Observadores dizem ser improvável que um processo tão precipitado, em áreas onde muitos eleitores vivem perto da linha da frente do conflito, possa ser bem sucedido ou justo. Além disso, devido à deslocação interna generalizada desde o início do conflito, as bases de dados de votação estão provavelmente desatualizadas. Em Kherson, por exemplo, funcionários ucranianos afirmaram que cerca de metade da população anterior à guerra partiu.

A Organização para a Segurança e Cooperação na Europa, que monitoriza as eleições, condenou o que disse serem “referendos ilegais”.

“Qualquer dos chamados 'referendos', planeados por ou com o apoio das forças que exercem ilegalmente o controlo de facto nos territórios ocupados da Ucrânia, seria contrário às normas e obrigações internacionais ao abrigo do direito humanitário internacional, pelo que o seu resultado não terá força legal”, disse a OSCE, que monitoriza as eleições em 57 estados membros.

Um referendo organizado na Crimeia em 2014, que viu oficialmente 97% dos eleitores apoiarem a anexação, foi ratificado pelos legisladores russos no prazo de uma semana.

Desta vez, algumas regiões planeiam anunciar os resultados mais cedo do que outras.

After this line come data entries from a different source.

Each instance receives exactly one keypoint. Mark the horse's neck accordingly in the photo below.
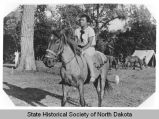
(67, 54)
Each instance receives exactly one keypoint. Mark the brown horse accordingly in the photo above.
(133, 60)
(74, 71)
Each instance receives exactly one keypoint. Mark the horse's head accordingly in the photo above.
(56, 45)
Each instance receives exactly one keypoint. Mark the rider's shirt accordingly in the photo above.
(85, 34)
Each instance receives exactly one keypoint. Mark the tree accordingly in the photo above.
(27, 61)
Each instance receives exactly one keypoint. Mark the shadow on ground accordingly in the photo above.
(33, 95)
(29, 95)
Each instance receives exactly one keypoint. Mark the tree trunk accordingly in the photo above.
(27, 61)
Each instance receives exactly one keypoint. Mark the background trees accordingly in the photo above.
(27, 59)
(138, 31)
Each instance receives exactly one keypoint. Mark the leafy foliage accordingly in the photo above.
(139, 30)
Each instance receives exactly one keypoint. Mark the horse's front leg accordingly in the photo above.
(81, 93)
(65, 94)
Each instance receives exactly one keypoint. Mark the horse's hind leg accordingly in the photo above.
(81, 93)
(65, 94)
(97, 85)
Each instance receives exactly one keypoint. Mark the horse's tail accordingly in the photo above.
(108, 87)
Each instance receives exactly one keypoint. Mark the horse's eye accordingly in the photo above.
(57, 42)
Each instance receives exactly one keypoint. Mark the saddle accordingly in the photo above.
(99, 59)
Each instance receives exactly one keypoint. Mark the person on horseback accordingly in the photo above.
(85, 38)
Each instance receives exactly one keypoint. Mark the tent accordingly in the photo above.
(150, 56)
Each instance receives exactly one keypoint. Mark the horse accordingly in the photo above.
(133, 60)
(74, 71)
(113, 61)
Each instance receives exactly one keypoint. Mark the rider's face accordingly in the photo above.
(83, 21)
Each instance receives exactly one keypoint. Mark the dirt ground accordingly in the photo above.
(42, 88)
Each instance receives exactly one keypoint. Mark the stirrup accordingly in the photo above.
(92, 79)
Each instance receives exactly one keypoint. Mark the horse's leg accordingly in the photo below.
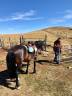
(17, 80)
(27, 67)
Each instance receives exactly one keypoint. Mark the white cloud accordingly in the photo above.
(56, 20)
(65, 16)
(68, 14)
(22, 16)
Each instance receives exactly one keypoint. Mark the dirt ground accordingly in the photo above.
(49, 80)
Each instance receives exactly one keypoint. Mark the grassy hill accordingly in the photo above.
(52, 34)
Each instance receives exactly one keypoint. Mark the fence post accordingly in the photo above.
(45, 41)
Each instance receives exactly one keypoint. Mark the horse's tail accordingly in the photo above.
(11, 66)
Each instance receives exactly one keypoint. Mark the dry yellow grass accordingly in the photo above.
(52, 34)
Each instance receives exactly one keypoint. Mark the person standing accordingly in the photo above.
(57, 50)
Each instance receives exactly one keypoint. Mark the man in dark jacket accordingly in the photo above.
(57, 50)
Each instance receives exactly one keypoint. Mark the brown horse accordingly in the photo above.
(15, 56)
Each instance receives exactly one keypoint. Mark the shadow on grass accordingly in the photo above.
(3, 79)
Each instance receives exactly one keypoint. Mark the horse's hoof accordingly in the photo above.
(34, 71)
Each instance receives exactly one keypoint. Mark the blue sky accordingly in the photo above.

As autoridades em Luhansk disseram que anunciariam os resultados no dia seguinte ao fim da votação, enquanto em Kherson as autoridades esperarão cinco dias após o encerramento das urnas.

Antes desta semana, as autoridades pró-russas nas áreas ocupadas tinham indicado que possíveis votações seriam adiadas devido à situação de segurança - à medida que as forças ucranianas avançam com ofensivas em partes de Donetsk e Zaporizhzhia, e as posições e linhas de abastecimento russas em Kherson são alvo de ataques quase diários da artilharia ucraniana.

Houve uma mudança repentina e sincronizada de sentimento no início desta semana.

Desde então, os políticos russos têm sido rápidos a oferecer o seu apoio, notando que quando estas regiões aderirem à Rússia - assumindo que os votos são a favor - terão direito à proteção total de Moscovo.

O deputado russo Konstantin Kosachev afirmou que a Rússia terá o dever de proteger estas regiões e que qualquer ataque contra elas será considerado como um ataque à Rússia “com todas as suas consequências”.

O ex-presidente russo e vice-presidente do Conselho de Segurança Nacional da Rússia Dmitry Medvedev foi mais explícito, dizendo que isto terá um “enorme significado” para a “proteção sistémica” dos residentes, e que qualquer arma no arsenal de Moscovo, incluindo armas nucleares estratégicas, poderá ser utilizada para defender territórios ligados à Rússia a partir da Ucrânia.

“A invasão do território russo é um crime que lhe permite utilizar todas as forças de autodefesa”, disse Medvedev.